The Passionate Psychoanalyst or Learning from the Emotional Experience

Elizabeth T. de Bianchedi, M.D.

When two personalities meet, an emotional storm is created. If they make sufficient contact … an emotional state is produced by the conjunction of these two individuals…

Bion (1979)

The topic of this meeting beingAffects and Passion in Psychoanalysis,” I will begin these reflections with some basic definitions and questions about affects. We know that affects (or affective drive representatives) and emotions are differentiated in traditional psychoanalytic theory, but instead of defining or discriminating between them, I will basically speak about emotions and feelings — which I will consider as synonymous — and will not talk about their instinctual aspects. Also, instead of differentiating Freudian, Kleinian, and Bionian metapsychology, I will suppose that colleagues know the meanings and some of the differences in the usage of the terms in the different theories.

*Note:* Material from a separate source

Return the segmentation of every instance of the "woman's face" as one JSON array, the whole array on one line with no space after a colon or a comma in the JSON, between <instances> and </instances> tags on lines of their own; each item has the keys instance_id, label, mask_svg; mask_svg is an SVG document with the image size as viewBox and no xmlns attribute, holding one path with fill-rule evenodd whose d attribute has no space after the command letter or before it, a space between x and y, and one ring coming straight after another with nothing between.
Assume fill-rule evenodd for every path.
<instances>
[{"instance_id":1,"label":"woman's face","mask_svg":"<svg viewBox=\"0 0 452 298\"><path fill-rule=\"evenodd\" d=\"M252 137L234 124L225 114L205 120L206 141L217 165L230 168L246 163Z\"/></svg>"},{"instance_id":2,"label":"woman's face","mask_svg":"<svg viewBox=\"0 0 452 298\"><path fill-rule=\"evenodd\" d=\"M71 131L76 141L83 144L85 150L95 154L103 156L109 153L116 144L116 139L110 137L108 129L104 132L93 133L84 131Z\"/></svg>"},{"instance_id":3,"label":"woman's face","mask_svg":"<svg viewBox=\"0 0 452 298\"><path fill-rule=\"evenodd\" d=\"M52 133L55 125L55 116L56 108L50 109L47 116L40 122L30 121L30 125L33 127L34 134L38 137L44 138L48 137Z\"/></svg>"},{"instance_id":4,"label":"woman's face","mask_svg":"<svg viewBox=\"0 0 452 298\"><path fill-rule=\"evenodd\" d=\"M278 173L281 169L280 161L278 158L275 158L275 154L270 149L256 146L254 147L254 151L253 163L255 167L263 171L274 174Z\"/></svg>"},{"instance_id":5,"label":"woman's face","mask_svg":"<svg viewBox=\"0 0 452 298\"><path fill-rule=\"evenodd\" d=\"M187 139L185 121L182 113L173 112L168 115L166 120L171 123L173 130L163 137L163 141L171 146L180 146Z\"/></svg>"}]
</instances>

Undoubtedly, I consider emotionality as a central factor in our mental life. Emotions (as well as intuition) make us different from machines, and are basically unique and subjective, although we can share them with others. We are “moved” and “stirred” by them. They are like the “juice,” the “culture broth” in which the “seeds” of our rational or irrational thoughts, and our creative or poetic capabilities develop. When the culture broth isn't a good one, ideas don't grow; if it is good, there will be development and new conceptions.